An autonomous vehicle drives on a deserted stretch of highway. Suddenly, a huge tornado is seen in the distance. What does driverless vehicles do next?
This is one of the scenarios that Waymo can simulate in the “ultra-realistic” virtual world it just created with the help of Google’s DeepMind. Waymo’s world model is built using Google’s new AI World Model Genie 3, which can generate virtual interactive spaces with text or images according to prompts. But Genie 3 isn’t just about making poor imitations of Nintendo games; It can also create photorealistic and interactive 3D environments “adapted to the rigors of the driving domain”. waymo says.
Simulation is a key component in autonomous vehicle development, enabling developers to test their vehicles in a variety of settings and scenarios, many of which may only be encountered in rare occasions – without any physical risk of harm to passengers or pedestrians. AV companies use these virtual environments to run them through a series of tests, driving millions – or even billions of miles in the process, in the hopes of better training their vehicles for any potential “edge cases” they might encounter in the real world.

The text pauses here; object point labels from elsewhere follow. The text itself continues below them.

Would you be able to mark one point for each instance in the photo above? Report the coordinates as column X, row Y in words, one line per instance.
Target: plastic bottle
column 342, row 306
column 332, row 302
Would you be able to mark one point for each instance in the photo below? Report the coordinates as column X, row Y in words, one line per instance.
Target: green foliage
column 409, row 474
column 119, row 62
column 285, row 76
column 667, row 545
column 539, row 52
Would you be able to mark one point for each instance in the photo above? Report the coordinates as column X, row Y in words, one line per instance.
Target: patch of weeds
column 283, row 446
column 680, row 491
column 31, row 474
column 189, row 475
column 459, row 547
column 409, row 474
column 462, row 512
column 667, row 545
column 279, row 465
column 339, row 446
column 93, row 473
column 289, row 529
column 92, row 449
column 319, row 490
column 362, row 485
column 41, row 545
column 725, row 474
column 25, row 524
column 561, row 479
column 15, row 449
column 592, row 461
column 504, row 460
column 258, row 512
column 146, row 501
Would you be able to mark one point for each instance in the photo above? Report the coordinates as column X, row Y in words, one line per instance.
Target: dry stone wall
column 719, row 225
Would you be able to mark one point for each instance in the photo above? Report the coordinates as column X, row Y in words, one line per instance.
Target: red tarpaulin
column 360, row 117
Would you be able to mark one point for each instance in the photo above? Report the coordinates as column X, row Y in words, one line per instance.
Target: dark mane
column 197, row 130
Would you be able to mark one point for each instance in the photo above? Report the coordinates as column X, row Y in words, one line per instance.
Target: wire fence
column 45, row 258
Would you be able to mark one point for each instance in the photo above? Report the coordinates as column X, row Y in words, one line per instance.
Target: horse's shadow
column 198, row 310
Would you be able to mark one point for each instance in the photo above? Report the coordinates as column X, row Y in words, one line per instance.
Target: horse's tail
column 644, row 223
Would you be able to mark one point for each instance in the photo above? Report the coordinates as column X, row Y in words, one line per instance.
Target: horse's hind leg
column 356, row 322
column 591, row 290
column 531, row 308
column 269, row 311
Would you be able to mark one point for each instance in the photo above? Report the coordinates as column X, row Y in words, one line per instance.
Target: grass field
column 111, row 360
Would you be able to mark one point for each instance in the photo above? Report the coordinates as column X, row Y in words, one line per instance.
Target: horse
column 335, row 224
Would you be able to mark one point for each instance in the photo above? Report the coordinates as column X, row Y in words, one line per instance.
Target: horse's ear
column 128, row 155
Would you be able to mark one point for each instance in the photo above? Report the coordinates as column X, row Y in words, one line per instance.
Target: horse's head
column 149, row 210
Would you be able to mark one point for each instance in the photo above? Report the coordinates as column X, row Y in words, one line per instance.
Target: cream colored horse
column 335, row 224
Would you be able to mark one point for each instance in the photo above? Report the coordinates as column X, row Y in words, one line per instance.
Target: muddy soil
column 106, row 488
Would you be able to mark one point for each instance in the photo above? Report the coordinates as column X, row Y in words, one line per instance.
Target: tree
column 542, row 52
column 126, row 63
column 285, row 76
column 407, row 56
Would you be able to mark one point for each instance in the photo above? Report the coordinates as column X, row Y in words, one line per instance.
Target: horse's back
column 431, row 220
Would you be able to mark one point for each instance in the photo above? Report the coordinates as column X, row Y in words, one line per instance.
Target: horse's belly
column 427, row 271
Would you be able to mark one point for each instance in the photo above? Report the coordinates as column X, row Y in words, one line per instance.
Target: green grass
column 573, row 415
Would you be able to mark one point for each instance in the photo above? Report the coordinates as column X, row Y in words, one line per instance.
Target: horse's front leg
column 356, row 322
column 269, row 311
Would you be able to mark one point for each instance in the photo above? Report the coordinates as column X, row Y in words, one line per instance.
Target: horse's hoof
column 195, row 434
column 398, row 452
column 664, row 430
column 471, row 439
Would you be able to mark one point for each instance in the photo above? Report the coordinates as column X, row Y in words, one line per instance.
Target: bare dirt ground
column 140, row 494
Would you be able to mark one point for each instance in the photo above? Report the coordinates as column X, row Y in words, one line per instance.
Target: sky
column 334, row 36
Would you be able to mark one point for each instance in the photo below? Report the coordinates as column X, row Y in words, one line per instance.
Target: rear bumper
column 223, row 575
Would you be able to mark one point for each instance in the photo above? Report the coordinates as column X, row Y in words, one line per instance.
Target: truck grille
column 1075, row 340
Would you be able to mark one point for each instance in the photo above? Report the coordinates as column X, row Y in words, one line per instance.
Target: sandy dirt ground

What types of edge cases is Waymo testing? In addition to the aforementioned tornadoes, the company can also simulate a snow-covered Golden Gate Bridge, a flooded suburban cul-de-sac with floating furniture, a neighborhood engulfed in flames, or even an encounter with a rogue elephant. In each scenario, the Waymo robotaxi’s lidar sensors generate a 3D rendering of the surrounding environment, including obstacles in the road.
“The Waymo World Model can generate almost any scene – from regular, day-to-day driving to rare, long-tail scenarios – across multiple sensor modalities,” the company says in a blog post.
Waymo says the Genie 3 is ideal for creating virtual worlds for its robotaxis, citing three unique mechanisms: driving action control, scene layout control, and language control. Driving action controls allow developers to simulate “what if” counterfactuals, while visual layout controls enable the optimization of traffic signals and other road user behavior such as road layout. Waymo describes the language control as its “most flexible device” that allows adjustments to be made to the time of day and weather conditions. This is especially helpful if developers are trying to simulate low-light or high-brightness situations, in which the vehicle’s various sensors may have difficulty seeing the road ahead.
The company says the Waymo World model can also take real-world dashcam footage and transform it into a simulated environment for “the highest degree of realism and factuality” in virtual testing. And it can create simulated scenes for long periods of time, such as play at 4X speed playback, without compromising image quality or computer processing.
“By simulating the ‘impossible,’ we proactively prepare Waymo drivers for some of the most rare and complex scenarios,” the company says in its blog post.